Wednesday would not have been as successful of a show if it didn’t rely on the tropes and cliches we have come to recognise and find comfort in. What makes Wednesday interesting isn’t the use or not use of tropes, but rather the interpretation put on a commonly used motif. The nostalgia of both the plot and the characters help us to find comfort in something that is making a larger statement about the discomfort of our contemporary society. The hate has not gone away from the town surrounding the school, and unlike Veronica Mars, there is no reason given for the hate from the town. This is because it’s echoing hate that is often not given reason.
The use of kids as protagonists is important as it demonstrates hate as a learned behaviour, rather than something that is inherent. Teenagers are young enough to still change their mind as they slowly become adults, but also have already been given the innate hate from their parents through learned behaviour. We see the struggle of this in the very cliche prom episode, when Lucas Walker, the son of the mayor, spends enough time with Enid and the other outcasts to feel like they’re also just teenagers like him. The coming of age narrative, something that in itself is a trope, is one which is a process of unlearning.

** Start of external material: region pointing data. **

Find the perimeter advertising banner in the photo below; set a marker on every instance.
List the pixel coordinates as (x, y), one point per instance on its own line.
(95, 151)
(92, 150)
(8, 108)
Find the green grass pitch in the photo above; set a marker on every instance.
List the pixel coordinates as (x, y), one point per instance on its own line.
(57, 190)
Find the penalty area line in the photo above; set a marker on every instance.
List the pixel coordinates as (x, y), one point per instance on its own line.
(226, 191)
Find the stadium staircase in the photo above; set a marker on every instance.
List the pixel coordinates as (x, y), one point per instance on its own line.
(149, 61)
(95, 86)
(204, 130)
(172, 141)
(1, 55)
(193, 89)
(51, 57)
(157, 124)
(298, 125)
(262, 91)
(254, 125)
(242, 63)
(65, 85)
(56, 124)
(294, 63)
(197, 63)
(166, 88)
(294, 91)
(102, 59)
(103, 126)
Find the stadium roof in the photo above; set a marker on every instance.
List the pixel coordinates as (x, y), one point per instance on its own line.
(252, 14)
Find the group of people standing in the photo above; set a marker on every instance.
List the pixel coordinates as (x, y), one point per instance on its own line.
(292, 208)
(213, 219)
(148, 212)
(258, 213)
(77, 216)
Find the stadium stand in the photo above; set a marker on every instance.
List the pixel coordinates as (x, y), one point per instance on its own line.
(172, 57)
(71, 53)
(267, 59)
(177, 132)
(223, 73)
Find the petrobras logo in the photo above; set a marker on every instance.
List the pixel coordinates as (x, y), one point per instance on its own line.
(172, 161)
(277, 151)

So yes, Wedneday is full of cliches. But that doesn’t make it necessarily bad. In fact, without these I don’t think the show would have been nearly as successful as it was. Tropes are tropes for a reason, cliches are overused for a reason: we find comfort in them. Narratives structures like the Hero’s Journey or the 3 Act structure are structures that give us comfort, and what makes up these structures is also important. Wednesday relies on this comfort to craft what matters most to the show itself, and to lull their viewers into a sense of ease. And this ease is important to make sure the audience is on the show’s side when it comes to their primary statements about outcasts and the Other.
While Wednesday is full of cliches, it’s also full of cliches for a reason. And I say, bring on more of it all.